Send in “A Customer”
Depending on how/where the company does business either send in a “spy” to the bricks and mortar location to look at the clientele, go through an inquiry to determine customer service, and get a perception of the customer experience.
Talk to Neighbors and Competitors
While you may think that other companies may not want to divulge information, no one wants a “bad apple” in their midst and they will be happy to have the tide turn. If it is a bricks and mortar location the neighboring business will be thrilled to have the business transformed into a high traffic destination to bring in new customers to the area.
Competitors don’t want anyone to tarnish the reputation of their industry, and many will be happy to give you frank feedback in order to have things “cleaned up.”

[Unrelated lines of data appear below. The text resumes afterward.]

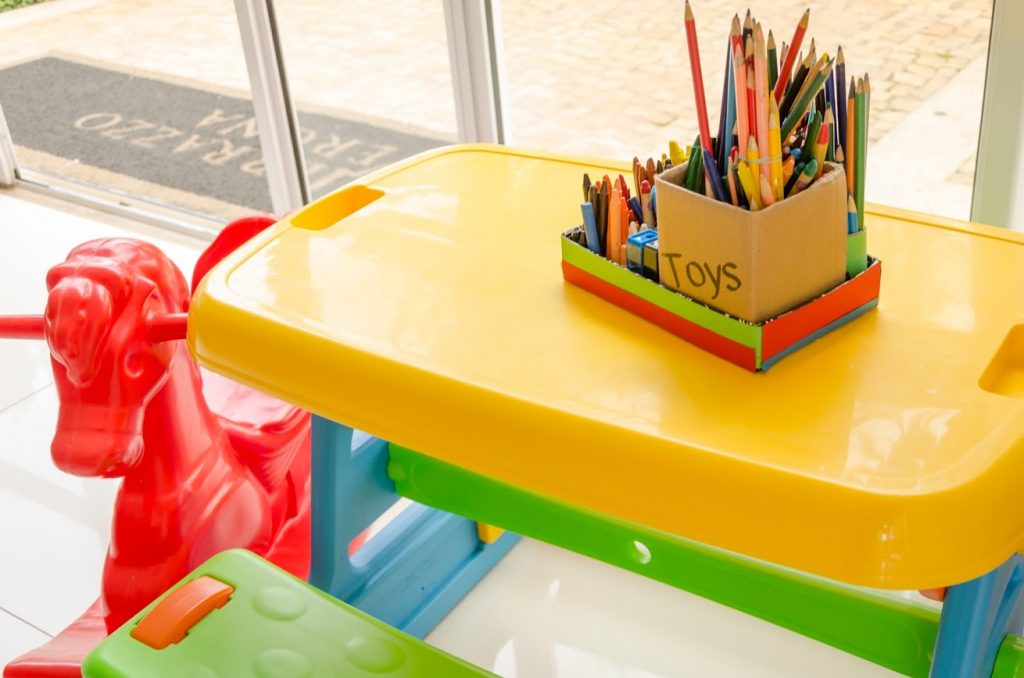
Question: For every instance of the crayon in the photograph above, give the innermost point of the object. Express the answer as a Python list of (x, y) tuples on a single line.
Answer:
[(861, 151), (806, 176), (648, 214), (614, 232), (798, 37), (714, 177), (747, 181), (590, 227)]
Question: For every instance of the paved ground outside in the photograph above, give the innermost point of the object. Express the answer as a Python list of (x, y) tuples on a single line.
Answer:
[(605, 78)]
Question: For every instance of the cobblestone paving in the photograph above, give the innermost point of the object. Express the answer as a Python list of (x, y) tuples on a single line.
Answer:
[(607, 81), (603, 78)]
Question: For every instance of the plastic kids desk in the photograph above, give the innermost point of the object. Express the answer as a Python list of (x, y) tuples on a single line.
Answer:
[(237, 615), (426, 306)]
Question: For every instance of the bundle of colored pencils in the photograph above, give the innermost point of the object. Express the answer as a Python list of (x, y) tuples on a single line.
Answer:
[(781, 119), (610, 214)]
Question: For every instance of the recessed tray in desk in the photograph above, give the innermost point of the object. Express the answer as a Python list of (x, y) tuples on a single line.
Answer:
[(426, 305)]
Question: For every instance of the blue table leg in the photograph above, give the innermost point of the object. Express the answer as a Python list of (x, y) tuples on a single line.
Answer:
[(418, 567), (976, 618)]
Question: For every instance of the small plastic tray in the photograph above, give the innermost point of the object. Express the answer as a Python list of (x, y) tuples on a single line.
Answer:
[(752, 346)]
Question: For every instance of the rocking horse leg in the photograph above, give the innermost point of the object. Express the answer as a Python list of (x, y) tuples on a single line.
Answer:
[(418, 567), (976, 618)]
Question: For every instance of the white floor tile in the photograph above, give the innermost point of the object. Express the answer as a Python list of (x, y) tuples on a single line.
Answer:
[(16, 637), (34, 239), (543, 611), (546, 612), (56, 525)]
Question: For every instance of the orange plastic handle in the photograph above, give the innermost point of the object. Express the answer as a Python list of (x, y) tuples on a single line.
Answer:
[(174, 616)]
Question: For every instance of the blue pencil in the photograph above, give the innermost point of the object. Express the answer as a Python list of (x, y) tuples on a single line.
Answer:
[(830, 101), (851, 216), (636, 208), (590, 227), (711, 170)]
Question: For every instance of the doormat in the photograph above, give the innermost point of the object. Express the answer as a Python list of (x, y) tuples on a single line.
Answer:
[(178, 136)]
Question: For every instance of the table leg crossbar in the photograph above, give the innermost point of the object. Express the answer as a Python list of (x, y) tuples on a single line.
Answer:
[(419, 566), (891, 632)]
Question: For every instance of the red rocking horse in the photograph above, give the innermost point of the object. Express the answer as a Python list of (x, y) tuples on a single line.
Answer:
[(208, 464)]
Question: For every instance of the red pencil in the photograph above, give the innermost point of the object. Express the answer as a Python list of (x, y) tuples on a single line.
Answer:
[(691, 43), (783, 74)]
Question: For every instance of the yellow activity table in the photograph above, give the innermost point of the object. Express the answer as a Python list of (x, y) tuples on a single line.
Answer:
[(425, 305)]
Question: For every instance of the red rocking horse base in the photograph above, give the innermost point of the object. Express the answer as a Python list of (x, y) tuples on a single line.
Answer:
[(208, 464)]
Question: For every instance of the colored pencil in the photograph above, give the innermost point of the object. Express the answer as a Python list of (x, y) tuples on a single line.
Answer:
[(867, 106), (798, 81), (806, 177), (590, 227), (747, 181), (851, 136), (774, 150), (808, 88), (798, 37), (716, 181), (676, 154), (739, 84), (840, 96), (752, 99), (761, 94), (733, 196), (648, 214), (697, 74), (724, 128), (752, 160), (614, 234), (820, 147), (813, 129), (829, 123), (861, 147), (798, 109)]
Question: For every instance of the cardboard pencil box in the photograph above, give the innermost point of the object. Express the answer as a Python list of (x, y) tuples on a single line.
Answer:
[(749, 287), (753, 265)]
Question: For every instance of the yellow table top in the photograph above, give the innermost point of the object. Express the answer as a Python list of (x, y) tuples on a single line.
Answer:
[(427, 306)]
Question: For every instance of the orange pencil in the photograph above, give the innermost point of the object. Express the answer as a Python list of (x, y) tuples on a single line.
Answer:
[(798, 37), (739, 75), (851, 135), (691, 43), (733, 197), (614, 235)]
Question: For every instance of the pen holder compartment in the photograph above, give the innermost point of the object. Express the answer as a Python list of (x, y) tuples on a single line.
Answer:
[(753, 265), (754, 346), (856, 253)]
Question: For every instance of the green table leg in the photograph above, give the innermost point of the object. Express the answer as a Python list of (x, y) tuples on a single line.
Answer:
[(891, 632)]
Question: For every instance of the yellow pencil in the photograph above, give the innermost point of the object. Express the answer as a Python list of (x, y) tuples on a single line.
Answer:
[(774, 150), (747, 180)]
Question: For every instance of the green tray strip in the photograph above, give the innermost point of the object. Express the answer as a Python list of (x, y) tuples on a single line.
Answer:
[(890, 632), (748, 335)]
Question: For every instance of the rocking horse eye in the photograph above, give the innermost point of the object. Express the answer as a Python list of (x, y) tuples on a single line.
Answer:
[(133, 365)]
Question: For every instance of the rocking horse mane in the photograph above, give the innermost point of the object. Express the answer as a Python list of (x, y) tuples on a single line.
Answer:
[(121, 263)]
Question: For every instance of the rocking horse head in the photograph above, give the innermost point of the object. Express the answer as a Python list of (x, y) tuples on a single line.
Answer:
[(108, 305)]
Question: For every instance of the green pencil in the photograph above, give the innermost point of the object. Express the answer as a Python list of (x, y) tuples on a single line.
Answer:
[(812, 136), (801, 106), (861, 157)]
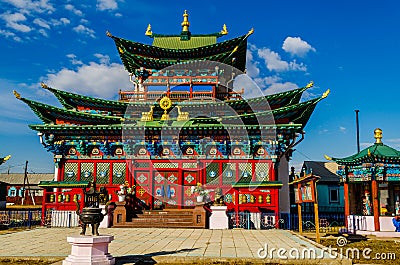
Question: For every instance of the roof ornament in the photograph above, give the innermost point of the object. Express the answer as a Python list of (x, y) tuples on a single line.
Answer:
[(378, 135), (224, 30), (311, 84), (44, 85), (165, 103), (185, 24), (326, 93), (147, 116), (148, 31), (16, 94), (250, 32), (182, 115)]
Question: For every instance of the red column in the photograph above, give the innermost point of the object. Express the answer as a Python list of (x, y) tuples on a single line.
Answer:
[(375, 203), (346, 202)]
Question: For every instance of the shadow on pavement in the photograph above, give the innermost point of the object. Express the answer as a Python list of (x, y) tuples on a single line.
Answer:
[(147, 258)]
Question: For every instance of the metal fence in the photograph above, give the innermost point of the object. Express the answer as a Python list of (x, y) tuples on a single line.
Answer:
[(246, 220), (20, 218)]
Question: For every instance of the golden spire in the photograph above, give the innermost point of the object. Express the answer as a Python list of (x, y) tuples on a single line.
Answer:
[(326, 93), (185, 24), (310, 84), (16, 94), (148, 31), (378, 136), (224, 30)]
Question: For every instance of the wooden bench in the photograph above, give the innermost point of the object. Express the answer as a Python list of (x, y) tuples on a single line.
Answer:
[(4, 220)]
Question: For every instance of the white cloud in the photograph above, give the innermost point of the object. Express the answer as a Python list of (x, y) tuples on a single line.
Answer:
[(103, 5), (273, 60), (43, 32), (280, 87), (251, 65), (96, 79), (9, 34), (14, 21), (84, 30), (297, 46), (73, 59), (62, 21), (73, 9), (28, 6), (104, 59), (41, 23)]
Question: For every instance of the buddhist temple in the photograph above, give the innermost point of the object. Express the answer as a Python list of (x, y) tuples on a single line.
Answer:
[(371, 187), (182, 124)]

There are many investigative services that specialize in reputation management, however, a quick search on the web will save you fees and give you quite a bit of information that will prove immensely useful.
How to Turn a Bad Rap into Good Opportunity
- Search the business name in each web browser (i.e.: Google, Yahoo, Bing, and AOL) in the business name, city, and state and see what comes up. Then put in the business name, city and “consumer reviews” and/or “consumer complaints.” Again, see what comes up. And lastly put in the name of the owner and the business name.
- Go to the Better Business Bureau and do a search. Again, see what comes up.
- Go to sites such as Yelp, Angie’s List, etc. see what people have written about their experiences at the business.
- Go to the company’s social media—most likely if there are negative comments they’ve probably been taken down. However, you might catch some comments that are still visible.
- Go to sites such as The Rip-off Report to see if complaints have been registered against the business
Let’s say a business is in a great location. The product it sells is a viable commodity in the market. Everything looks good…except their reputation. Don’t necessarily walk away. If all else looks good, AND you are willing to put in the work it will take to get the word out about your new ownership, you could be picking up a potential diamond in the rough…..at a bargain price.
Chances are the owners just want out. No one has a “bad business” without knowing they are disliked. With a comprehensive discovery process, you will have the correct ammunition to make an offer that reflects the actual state of the business, not just what is presented in spreadsheets.
Like all other factors related to a business purchase do your homework and understand the potential payoff. If you are “game” to put in the marketing and community outreach you might just want to keep this business on your “hot list.”
Remember, when YOU walk in and take over, you’ll be inheriting the reputation of that existing business—good OR bad. So, it is essential to know if this problem exists during your initial due diligence in order to make educated evaluations. And establish an accurate price for the purchase.